Sífilis Congênita: Critérios de Diagnóstico e Tratamento

SMS São José do Rio Preto - Secretaria Municipal de Saúde (SP) — Prova 2024

Enunciado

C.D.S, 26 anos, iniciou pré-natal tardiamente com 27 semanas de idade gestacional (23/02/23) G5P4A0, solicitado exames de protocolo de pré-natal de segundo semestre, sendo resultado de VDRL reagente. Realizou neste dia do resultado do VDRL 2 doses de penicilina benzatina 1.200.00 UI cada IM, depois não compareceu mais em consultas no pré-natal. Criança nasce após 2 meses (24/04/23).Ainda sobre o RN de C.D.S. (caso acima), nascido de parto cesárea, sexo masculino, apgar 9/10, peso 3.500 gr (adequado para idade gestacional), 38 semanas gestação, podemos classificar como:

Alternativas

  1. A) Criança exposta à sífilis, pois a mãe foi adequadamente tratada na gestação
  2. B) Criança não se classifica nem como criança exposta à sífilis congênita e nem como Sífilis congênita
  3. C) Devido tratamento inadequado da mãe durante a gestação, a criança classifica-se como exposição vertical a sífilis
  4. D) Sífilis congênita devido tratamento inadequado da mãe na gestação

Pérola Clínica

Sífilis congênita = RN de mãe com sífilis e tratamento materno inadequado, mesmo com VDRL negativo no RN.

Resumo-Chave

O tratamento da sífilis na gestação é considerado inadequado se não seguir o esquema correto para o estágio da doença, se não houver acompanhamento sorológico ou se for realizado menos de 30 dias antes do parto. Nesses casos, o recém-nascido deve ser tratado como sífilis congênita.

Contexto Educacional

A sífilis congênita é uma doença grave e prevenível, resultante da transmissão vertical do Treponema pallidum da mãe para o feto. O diagnóstico precoce e o tratamento adequado da gestante são fundamentais para evitar a infecção fetal. A classificação do recém-nascido exposto à sífilis depende diretamente da adequação do tratamento materno, que deve seguir rigorosos critérios estabelecidos pelo Ministério da Saúde e diretrizes internacionais. Residentes devem dominar esses critérios para garantir a saúde materno-infantil. O tratamento da sífilis na gestação é exclusivamente com penicilina benzatina. A adequação do tratamento é avaliada por diversos fatores: tipo de medicamento, dose e esquema corretos para o estágio da doença materna, ausência de reinfecção, e a conclusão do tratamento pelo menos 30 dias antes do parto. A falha em qualquer um desses pontos classifica o tratamento como inadequado, e o recém-nascido, mesmo assintomático, deve ser tratado como caso de sífilis congênita. A prevenção da sífilis congênita é um dos pilares do pré-natal. O rastreamento deve ser feito no primeiro trimestre, no terceiro trimestre e no momento do parto. Em casos de tratamento inadequado, o manejo do recém-nascido envolve exames complementares e, na maioria das vezes, o tratamento com penicilina cristalina intravenosa, visando erradicar a infecção e prevenir sequelas a longo prazo.

Perguntas Frequentes

Quais são os critérios para considerar o tratamento da sífilis na gestante como inadequado?

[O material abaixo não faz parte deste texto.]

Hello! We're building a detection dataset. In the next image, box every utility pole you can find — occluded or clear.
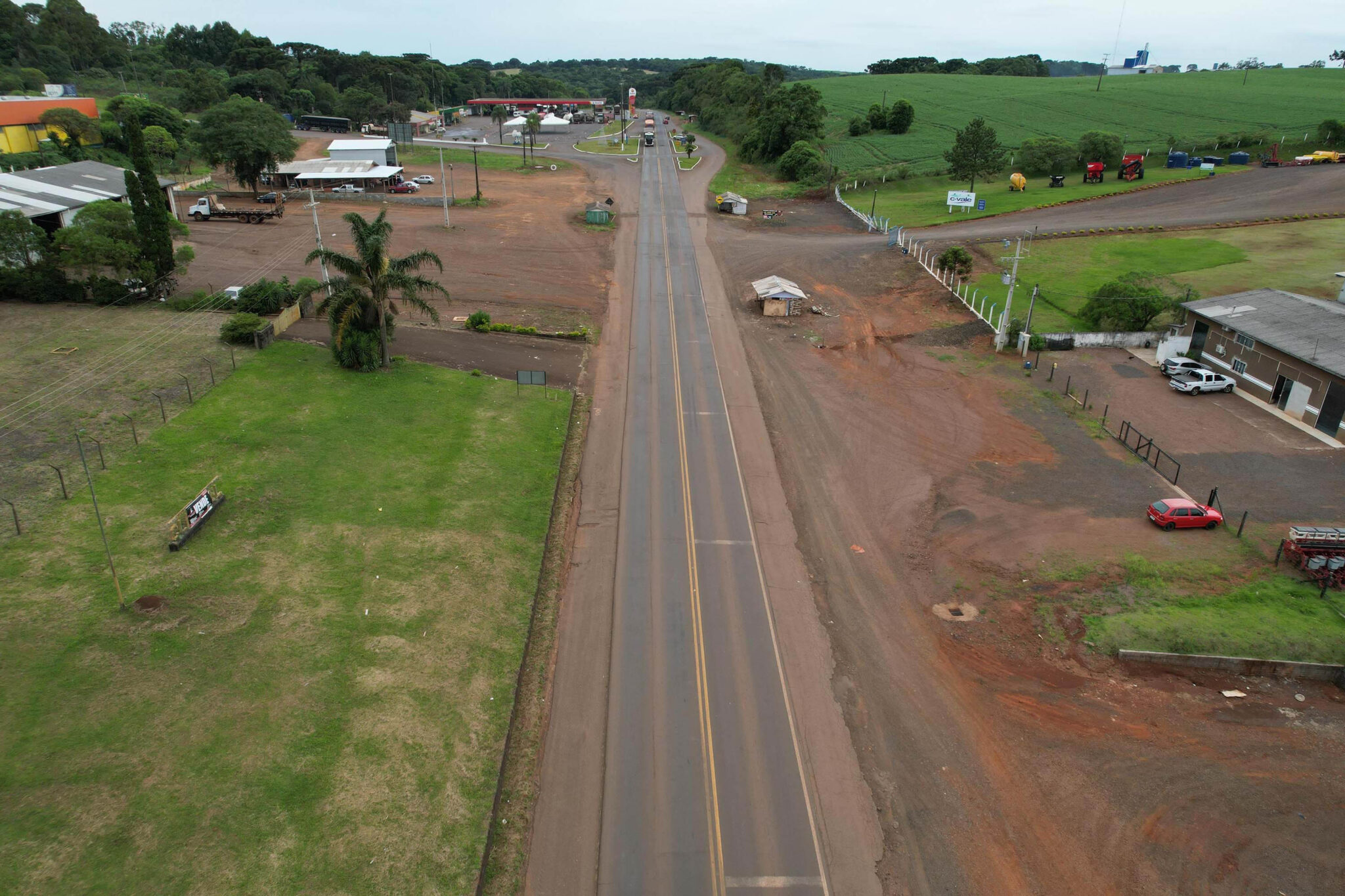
[996,236,1022,352]
[76,433,127,610]
[1022,284,1041,357]
[304,186,332,298]
[439,146,449,230]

O tratamento é inadequado se não for com penicilina benzatina, se o esquema posológico for incorreto para o estágio da sífilis, se houver falha terapêutica (não queda de títulos), se for realizado menos de 30 dias antes do parto, ou se não houver acompanhamento sorológico após o tratamento.

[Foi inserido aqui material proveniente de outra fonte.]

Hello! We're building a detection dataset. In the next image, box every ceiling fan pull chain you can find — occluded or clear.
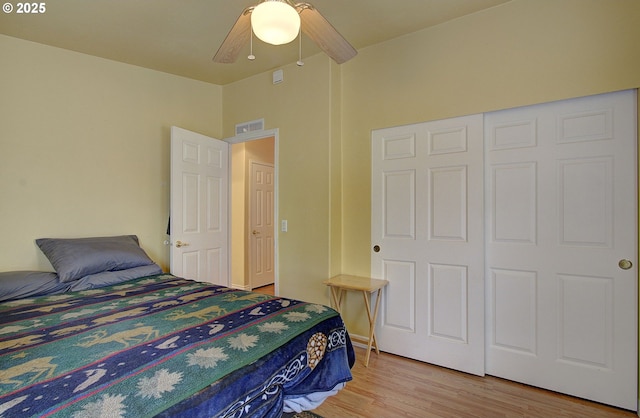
[296,28,304,67]
[245,27,256,61]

Como a sífilis congênita é diagnosticada em recém-nascidos?

O diagnóstico de sífilis congênita é feito com base na história materna de sífilis não tratada ou inadequadamente tratada, e pode ser confirmado por exames sorológicos no RN (VDRL reagente com título maior que o materno em duas diluições, ou FTA-Abs/TPHA positivo), exames radiológicos e achados clínicos.

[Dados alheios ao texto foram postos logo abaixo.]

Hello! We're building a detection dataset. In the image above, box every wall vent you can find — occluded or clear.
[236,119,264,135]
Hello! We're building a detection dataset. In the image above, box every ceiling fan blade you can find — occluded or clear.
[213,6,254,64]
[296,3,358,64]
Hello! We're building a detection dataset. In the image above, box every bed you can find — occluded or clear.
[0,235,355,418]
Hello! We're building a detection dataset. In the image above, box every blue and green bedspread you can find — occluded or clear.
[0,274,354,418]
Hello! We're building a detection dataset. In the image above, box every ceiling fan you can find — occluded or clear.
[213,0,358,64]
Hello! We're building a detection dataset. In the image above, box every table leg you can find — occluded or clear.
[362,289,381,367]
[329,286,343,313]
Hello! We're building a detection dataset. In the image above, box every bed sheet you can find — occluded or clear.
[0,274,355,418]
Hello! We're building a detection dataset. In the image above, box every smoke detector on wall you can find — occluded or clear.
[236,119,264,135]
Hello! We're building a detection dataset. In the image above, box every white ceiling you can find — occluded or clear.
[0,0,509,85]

Qual a importância do acompanhamento sorológico materno após o tratamento da sífilis na gestação?

O acompanhamento sorológico é crucial para verificar a resposta ao tratamento. A queda dos títulos de VDRL em pelo menos duas diluições (ex: 1:32 para 1:8) após 3 meses é um indicativo de sucesso terapêutico. A ausência dessa queda ou o aumento dos títulos sugere falha terapêutica ou reinfecção.